We spoke a while about EU regulations. “My business suffered greatly when the EU smoking ban was put in place. Initially it was my mid-range cigars clients that fell away—my bread and butter—but now many of those clients have moved to better cigars, like handmade Cuban or Dominican cigars. There’s a trend, in particular among young smokers, to constantly search for new tastes. I’ve found a tendency towards aromatic cigars.
“It gladdens my heart to say that my little country is one the biggest names in cigars—we even make most of the Dutch cigars!”
Vanderbruggen voiced his opinion about the future of tobacco. “The problem, I think, is that there are far fewer options available as the large tobacco companies are buying out the little guys. This means there is less competition and fewer products, and smokers are left to deal with staff that know little or nothing about what they are selling.

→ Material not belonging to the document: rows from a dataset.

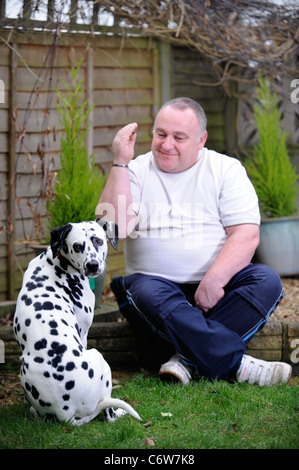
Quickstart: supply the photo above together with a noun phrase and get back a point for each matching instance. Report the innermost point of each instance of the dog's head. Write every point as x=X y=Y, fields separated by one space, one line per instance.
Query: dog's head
x=84 y=245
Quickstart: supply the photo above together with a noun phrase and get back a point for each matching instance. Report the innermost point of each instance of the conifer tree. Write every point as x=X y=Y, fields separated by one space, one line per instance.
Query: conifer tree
x=270 y=170
x=79 y=181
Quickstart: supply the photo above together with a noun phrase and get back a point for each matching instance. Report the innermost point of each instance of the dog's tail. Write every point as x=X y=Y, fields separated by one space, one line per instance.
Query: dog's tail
x=103 y=405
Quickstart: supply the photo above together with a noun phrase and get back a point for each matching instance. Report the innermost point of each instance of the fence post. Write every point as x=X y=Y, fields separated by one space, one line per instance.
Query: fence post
x=11 y=271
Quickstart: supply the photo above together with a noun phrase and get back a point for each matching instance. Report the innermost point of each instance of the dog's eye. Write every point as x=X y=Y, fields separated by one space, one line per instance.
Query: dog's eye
x=98 y=241
x=77 y=247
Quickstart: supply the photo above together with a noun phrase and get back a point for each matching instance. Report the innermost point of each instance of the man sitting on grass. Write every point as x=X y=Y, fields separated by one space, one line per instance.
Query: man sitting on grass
x=190 y=218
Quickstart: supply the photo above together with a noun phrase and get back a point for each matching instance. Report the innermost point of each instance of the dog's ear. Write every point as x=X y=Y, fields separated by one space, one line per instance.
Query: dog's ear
x=58 y=235
x=111 y=230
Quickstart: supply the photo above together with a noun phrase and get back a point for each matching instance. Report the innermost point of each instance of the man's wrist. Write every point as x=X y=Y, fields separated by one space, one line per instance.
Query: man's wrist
x=120 y=165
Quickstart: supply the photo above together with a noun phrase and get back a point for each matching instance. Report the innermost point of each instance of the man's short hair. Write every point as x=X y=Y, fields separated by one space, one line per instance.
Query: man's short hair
x=184 y=103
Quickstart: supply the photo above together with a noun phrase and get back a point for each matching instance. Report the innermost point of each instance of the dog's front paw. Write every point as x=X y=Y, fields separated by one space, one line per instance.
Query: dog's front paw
x=112 y=415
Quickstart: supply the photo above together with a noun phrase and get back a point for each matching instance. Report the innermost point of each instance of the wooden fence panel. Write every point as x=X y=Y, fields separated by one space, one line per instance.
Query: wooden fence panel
x=124 y=89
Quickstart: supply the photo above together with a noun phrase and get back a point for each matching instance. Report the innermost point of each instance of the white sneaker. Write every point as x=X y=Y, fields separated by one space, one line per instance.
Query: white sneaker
x=257 y=371
x=176 y=369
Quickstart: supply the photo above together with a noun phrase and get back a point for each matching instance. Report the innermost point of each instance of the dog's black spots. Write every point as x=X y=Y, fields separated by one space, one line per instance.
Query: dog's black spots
x=77 y=328
x=79 y=247
x=47 y=305
x=34 y=392
x=58 y=348
x=54 y=332
x=42 y=344
x=70 y=384
x=56 y=352
x=40 y=278
x=58 y=271
x=38 y=359
x=27 y=387
x=26 y=299
x=36 y=271
x=53 y=325
x=31 y=286
x=58 y=377
x=44 y=404
x=70 y=366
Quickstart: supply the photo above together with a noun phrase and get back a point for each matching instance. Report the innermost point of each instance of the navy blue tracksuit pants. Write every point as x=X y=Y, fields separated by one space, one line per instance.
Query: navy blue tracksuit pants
x=212 y=342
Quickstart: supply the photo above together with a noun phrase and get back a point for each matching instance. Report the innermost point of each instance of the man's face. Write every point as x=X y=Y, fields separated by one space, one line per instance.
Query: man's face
x=176 y=141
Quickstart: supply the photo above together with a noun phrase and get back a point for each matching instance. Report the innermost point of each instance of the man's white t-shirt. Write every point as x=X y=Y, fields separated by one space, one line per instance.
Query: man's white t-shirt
x=182 y=216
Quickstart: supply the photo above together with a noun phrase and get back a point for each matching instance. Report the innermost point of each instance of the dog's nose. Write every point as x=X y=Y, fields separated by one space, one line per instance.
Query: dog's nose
x=92 y=266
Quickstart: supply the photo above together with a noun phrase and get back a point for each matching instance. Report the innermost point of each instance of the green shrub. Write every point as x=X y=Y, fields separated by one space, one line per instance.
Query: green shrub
x=270 y=169
x=79 y=182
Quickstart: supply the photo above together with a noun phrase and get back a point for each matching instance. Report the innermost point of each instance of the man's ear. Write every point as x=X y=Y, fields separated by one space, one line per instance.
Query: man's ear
x=58 y=235
x=111 y=230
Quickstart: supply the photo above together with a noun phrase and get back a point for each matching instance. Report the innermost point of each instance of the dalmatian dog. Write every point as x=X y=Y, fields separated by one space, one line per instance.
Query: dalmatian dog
x=54 y=311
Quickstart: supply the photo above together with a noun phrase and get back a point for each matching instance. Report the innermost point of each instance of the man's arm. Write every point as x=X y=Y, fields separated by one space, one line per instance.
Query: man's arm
x=235 y=255
x=116 y=199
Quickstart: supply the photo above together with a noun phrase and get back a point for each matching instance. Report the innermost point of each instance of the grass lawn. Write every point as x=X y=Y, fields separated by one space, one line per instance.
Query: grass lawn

This is why I endeavor to develop business ties with small companies—companies who provide knowledgeable and personal service. This is where the future lies for shops like Le Roi du Cigare.”
Further to the lobbying efforts of J. Cortès, Belgian cigar manufacturers’ packaging remains (anti-smoking) pictorial free. They endeavor to make this initiative European-wide. J Cortès cigars, headquartered in northwest Belgium, was established and family run since 1926. 2007 saw their export figures topping 6.5 bn pieces. “We produce in excess of 416 mn cigars annually—in a decreasing European market,” says Jacques Carlens, International Sales & Marketing Director. Family run since day one, J. Cortès Cigars, the top cigar exporter of Belgium, is listed amongst the top-ten biggest cigar producers in the world.
“To live up to our name, the three elements—wrapper, binder, and filler—have to originate from the most discerning tropical tobacco plantations. Brasil, Java, Sumatra, Nicaragua, Cuba, the Dominican Republic, and Honduras—all offer aromatic tobacco leaves, forming the basis of our product.”
“We make good cigars, which compels our clients to savor the incomparable, exquisite pleasure of our brand,” continues Carlens. “A product made with love and devotion must be tasted with pleasure.”
From the manufacturers to the storefronts, Belgium remains a land of taste and is truly a home to the true smoker’s experience.